A few months back we were invited to a splendid lunch at that 10-year-old white castle in the sky where we learned of, among other things, the first major survey of video art produced in California. The lunch was at the Getty, of course, and the show is called “California Video,” which opens on March 15. The exhibition spans 1968 until the present, and includes 58 artists, duos, and collectives like John Baldessari, Chris Burden, Jim Campbell, Meg Cranston, Mike Kelley, Paul McCarthy, Jennifer Steinkamp and Bill Viola, to name a few. And then there’s this, which we got to see a clip of, and boy, oh boy was it weird:
A highlight of the exhibition will be the reconstruction of the original installation of The Eternal Frame (1975-76), by the Bay Area collectives T. R. Uthco and Ant Farm. The well-known video in this installation depicts the artists re-enacting the iconic Zapruder footage of the assassination of John F. Kennedy in Dallas, Texas, while also documenting the puzzled and emotional responses from tourists and passersby.
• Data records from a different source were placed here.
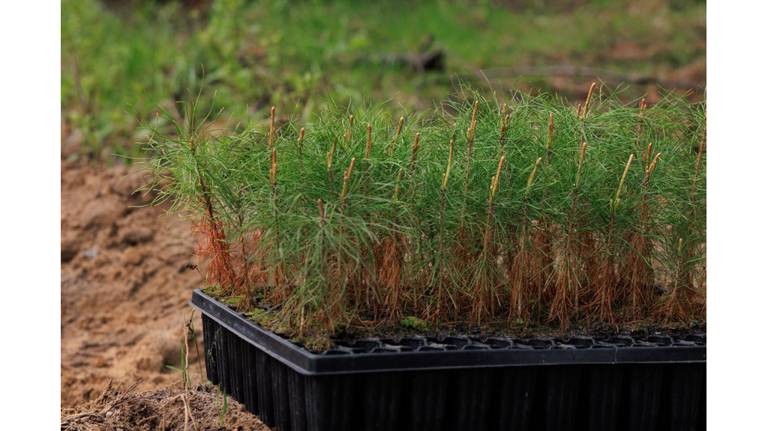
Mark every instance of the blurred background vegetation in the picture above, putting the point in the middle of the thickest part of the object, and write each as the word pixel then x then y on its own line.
pixel 124 61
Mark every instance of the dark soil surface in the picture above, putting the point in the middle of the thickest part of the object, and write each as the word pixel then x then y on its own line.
pixel 161 409
pixel 127 274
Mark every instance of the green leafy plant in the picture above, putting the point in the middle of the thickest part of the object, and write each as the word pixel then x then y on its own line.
pixel 479 213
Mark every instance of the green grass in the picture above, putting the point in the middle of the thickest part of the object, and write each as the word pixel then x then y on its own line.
pixel 470 214
pixel 120 66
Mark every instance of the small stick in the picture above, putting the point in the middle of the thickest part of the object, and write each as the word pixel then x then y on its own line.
pixel 532 176
pixel 495 181
pixel 271 136
pixel 414 151
pixel 399 129
pixel 448 167
pixel 585 108
pixel 348 134
pixel 550 135
pixel 472 127
pixel 580 166
pixel 505 117
pixel 652 167
pixel 345 184
pixel 321 208
pixel 647 155
pixel 621 182
pixel 273 168
pixel 368 143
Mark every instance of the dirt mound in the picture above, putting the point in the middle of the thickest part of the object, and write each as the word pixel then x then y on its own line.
pixel 162 409
pixel 127 272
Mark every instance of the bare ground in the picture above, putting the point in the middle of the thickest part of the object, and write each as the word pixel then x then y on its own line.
pixel 127 272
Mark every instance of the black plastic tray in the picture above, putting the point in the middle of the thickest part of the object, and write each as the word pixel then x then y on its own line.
pixel 458 383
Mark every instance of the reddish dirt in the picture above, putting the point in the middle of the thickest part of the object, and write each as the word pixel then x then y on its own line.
pixel 127 272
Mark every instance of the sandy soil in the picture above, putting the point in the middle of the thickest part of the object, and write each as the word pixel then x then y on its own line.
pixel 127 272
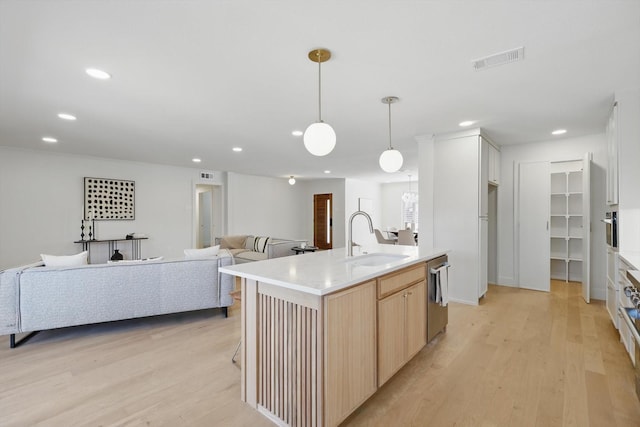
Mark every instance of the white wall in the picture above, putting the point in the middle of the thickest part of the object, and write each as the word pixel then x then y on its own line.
pixel 629 170
pixel 391 204
pixel 334 186
pixel 426 185
pixel 41 198
pixel 265 206
pixel 555 150
pixel 355 189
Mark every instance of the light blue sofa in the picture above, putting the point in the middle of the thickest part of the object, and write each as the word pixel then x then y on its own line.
pixel 35 298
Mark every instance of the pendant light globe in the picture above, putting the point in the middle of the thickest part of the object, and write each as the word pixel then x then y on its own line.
pixel 319 139
pixel 391 160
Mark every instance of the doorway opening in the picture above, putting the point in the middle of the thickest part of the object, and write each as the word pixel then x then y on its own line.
pixel 323 221
pixel 207 215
When presented at the Long Beach Museum of Art in 1976, the video was exhibited on an antique television within an elaborately constructed 1960s living room filled with dozens of pieces of JFK memorabilia. For the first time since its original installation, a full reconstruction of this piece will be featured in the Getty’s exhibition.
As you envision that in your head you can watch a trailer of some of the other pieces (try to watch the William Wedgman clip without laughing, we dare you.) More about the show by Carol Kino at the NY Times. “California Video” closes June 8.